Someone gave me two of these couplers, couldn't find too much about them online.
The GD801 is labelled as a MESSRICHTKOPPLER, or a directional coupler. It's a 4-port device, two sample ports with one factory fitted with a terminator.
From the markings and manufacture they are obviously used as part of some type of TV transmission system.
Above is the top view of the two devices I have, one is a -44 dB coupler, the other is -33 dB.
There is a very obvious tuning slug on the bottom, it's a large aluminium plug with a locking ring. The chassis looks to be aluminium with some type of high conductivity surface treatment.
As expected, the two SMAs correspond to two directions of coupling. Fine tuning of coupling is accomplished by loosening the Torx head screw near the piece with the SMA connectors, this lets the entire coupler slide up and down, giving a few dB of adjustment.

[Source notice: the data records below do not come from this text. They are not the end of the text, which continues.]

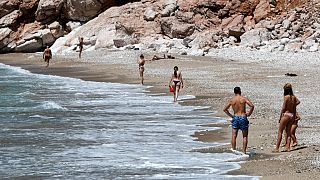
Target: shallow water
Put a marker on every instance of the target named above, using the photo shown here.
(64, 128)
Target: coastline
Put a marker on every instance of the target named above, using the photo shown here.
(211, 80)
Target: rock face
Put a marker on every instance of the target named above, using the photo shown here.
(48, 10)
(82, 10)
(172, 26)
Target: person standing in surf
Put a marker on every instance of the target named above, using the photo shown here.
(47, 55)
(80, 46)
(141, 62)
(287, 116)
(239, 117)
(176, 82)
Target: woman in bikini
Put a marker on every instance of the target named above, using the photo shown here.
(141, 62)
(287, 116)
(293, 132)
(176, 82)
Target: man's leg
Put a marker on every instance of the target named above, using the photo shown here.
(245, 140)
(234, 138)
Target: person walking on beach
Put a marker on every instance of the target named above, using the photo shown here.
(141, 62)
(80, 46)
(287, 116)
(293, 132)
(47, 55)
(176, 82)
(239, 117)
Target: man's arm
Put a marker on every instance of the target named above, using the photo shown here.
(298, 102)
(250, 104)
(283, 108)
(226, 109)
(181, 80)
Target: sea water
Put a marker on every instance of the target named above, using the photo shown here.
(64, 128)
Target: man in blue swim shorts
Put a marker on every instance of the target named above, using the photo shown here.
(239, 119)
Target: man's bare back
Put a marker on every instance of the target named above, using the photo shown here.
(239, 117)
(238, 104)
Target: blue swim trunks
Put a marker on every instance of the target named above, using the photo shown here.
(240, 122)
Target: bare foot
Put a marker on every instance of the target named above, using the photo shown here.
(275, 151)
(286, 150)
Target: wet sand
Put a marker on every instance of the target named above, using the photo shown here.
(211, 80)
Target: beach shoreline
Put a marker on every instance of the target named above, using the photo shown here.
(211, 80)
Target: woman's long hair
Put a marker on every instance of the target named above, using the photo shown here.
(287, 89)
(175, 69)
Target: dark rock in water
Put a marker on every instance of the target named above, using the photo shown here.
(291, 74)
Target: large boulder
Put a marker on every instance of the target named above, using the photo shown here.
(28, 7)
(10, 19)
(48, 10)
(105, 37)
(169, 7)
(262, 10)
(82, 10)
(4, 37)
(7, 6)
(149, 14)
(175, 29)
(33, 45)
(255, 37)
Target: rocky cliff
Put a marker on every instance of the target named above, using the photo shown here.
(171, 26)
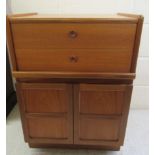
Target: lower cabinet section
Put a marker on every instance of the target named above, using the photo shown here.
(78, 114)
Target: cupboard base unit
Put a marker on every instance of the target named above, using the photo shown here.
(74, 77)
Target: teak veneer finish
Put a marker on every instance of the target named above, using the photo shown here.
(74, 77)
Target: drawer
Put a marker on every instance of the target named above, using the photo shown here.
(46, 98)
(96, 128)
(71, 35)
(84, 60)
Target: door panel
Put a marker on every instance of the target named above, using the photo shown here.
(48, 112)
(48, 127)
(99, 128)
(98, 113)
(101, 99)
(46, 98)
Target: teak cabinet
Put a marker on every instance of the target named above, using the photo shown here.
(74, 76)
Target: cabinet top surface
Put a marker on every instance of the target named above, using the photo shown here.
(104, 17)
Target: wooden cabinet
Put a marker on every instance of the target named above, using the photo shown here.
(74, 77)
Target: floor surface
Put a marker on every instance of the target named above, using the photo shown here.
(136, 140)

You may notice that the -44 dB coupler has an extra ring between the main unit and the coupler, presumably removing this ring will increase the coupling.

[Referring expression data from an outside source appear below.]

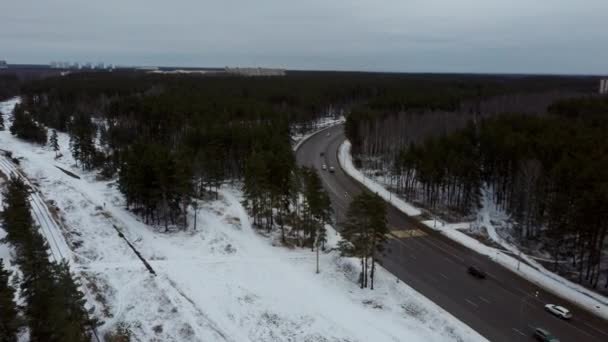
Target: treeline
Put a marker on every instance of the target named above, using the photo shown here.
(53, 308)
(547, 171)
(174, 139)
(365, 233)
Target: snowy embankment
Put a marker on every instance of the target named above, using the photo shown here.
(322, 124)
(219, 282)
(530, 270)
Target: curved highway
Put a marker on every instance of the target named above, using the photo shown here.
(502, 307)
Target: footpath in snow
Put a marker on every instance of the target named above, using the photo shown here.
(219, 282)
(533, 271)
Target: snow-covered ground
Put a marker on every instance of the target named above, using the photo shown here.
(320, 125)
(531, 269)
(346, 162)
(220, 282)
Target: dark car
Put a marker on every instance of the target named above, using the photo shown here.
(476, 272)
(545, 336)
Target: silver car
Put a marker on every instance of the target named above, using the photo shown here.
(558, 311)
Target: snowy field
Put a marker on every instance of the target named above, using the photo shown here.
(531, 269)
(220, 282)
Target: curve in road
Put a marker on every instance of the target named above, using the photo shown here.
(503, 307)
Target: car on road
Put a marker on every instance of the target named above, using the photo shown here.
(558, 311)
(545, 336)
(476, 272)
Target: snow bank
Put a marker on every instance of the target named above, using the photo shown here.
(537, 274)
(324, 124)
(346, 162)
(221, 281)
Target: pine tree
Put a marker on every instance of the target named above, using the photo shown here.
(10, 322)
(364, 232)
(1, 122)
(55, 143)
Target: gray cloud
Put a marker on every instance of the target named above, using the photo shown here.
(547, 36)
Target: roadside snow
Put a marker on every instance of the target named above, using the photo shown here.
(220, 282)
(322, 124)
(533, 271)
(346, 162)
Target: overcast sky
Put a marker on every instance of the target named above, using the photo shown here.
(514, 36)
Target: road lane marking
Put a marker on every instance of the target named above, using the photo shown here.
(519, 332)
(596, 329)
(470, 302)
(485, 300)
(442, 249)
(405, 234)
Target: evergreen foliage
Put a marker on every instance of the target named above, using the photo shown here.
(54, 306)
(364, 233)
(26, 128)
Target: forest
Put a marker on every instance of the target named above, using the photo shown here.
(173, 140)
(53, 306)
(547, 168)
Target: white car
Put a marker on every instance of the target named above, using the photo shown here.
(558, 311)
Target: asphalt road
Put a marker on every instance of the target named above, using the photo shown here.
(502, 307)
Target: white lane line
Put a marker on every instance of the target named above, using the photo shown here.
(485, 300)
(519, 332)
(596, 329)
(450, 260)
(470, 302)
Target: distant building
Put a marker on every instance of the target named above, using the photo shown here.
(604, 86)
(254, 71)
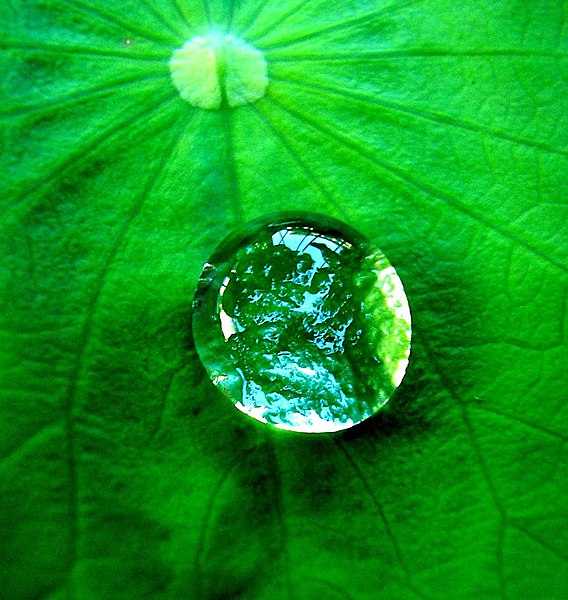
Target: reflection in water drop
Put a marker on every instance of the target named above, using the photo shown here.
(302, 323)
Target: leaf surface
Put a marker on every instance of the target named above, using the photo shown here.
(440, 131)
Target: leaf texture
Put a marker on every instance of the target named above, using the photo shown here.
(438, 129)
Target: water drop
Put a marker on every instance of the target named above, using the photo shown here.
(302, 323)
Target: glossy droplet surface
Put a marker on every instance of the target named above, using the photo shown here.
(302, 323)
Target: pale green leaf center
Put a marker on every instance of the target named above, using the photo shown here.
(216, 68)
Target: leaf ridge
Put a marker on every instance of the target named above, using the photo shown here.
(89, 51)
(499, 507)
(381, 513)
(82, 155)
(433, 116)
(111, 19)
(423, 187)
(301, 163)
(509, 417)
(94, 92)
(344, 25)
(416, 53)
(282, 18)
(78, 366)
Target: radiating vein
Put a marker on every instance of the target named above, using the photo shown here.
(280, 20)
(426, 188)
(517, 419)
(176, 33)
(69, 402)
(344, 25)
(207, 11)
(254, 16)
(46, 433)
(338, 591)
(480, 458)
(300, 162)
(231, 165)
(538, 540)
(89, 51)
(82, 154)
(93, 93)
(388, 54)
(208, 518)
(420, 113)
(381, 513)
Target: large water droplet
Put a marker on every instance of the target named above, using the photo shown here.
(302, 323)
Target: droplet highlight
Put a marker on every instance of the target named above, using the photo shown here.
(209, 70)
(302, 323)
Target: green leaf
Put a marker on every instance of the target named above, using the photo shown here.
(436, 128)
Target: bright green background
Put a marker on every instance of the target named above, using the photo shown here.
(439, 129)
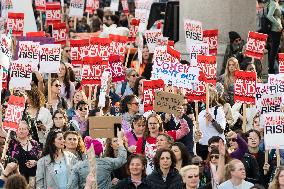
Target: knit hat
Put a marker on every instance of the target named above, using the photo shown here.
(233, 36)
(98, 147)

Pulling the plug on the bottom reveals a construction very similar to a Bird 43 meter, with a big air-dielectric coax.
Tuning the big plug does not seem to affect the coupling factor, but I did note that it seemed to affect the S11 measurement on the N connectors, and I measured around 40-50 dB return loss over a ~20 MHz bandwidth. I suppose this might also affect the directivity, didn't check that.
Popping the coupler itself out was easily done by removing the screw, a copper EMI gasket also came loose. We can see that this coupler design is basically a Bird type.

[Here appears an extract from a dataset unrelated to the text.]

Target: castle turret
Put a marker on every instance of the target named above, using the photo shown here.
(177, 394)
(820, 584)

It seemed to be fine up to at least 1 GHz, and it still gave decent performance down to around 400 MHz, and by tuning the slug I was able to get the S11 measurement down to around -40 to -50 dB. This makes it practical to use for e.g. a 70 cm ham radio transmitter. If you pull the terminating SMA it basically becomes a non-directional sampler.
I'm not sure why these are marked for such low power levels; it seems that the coax piece itself could easily hundreds of Watts. It might be marked as such to match a specific transmitter system.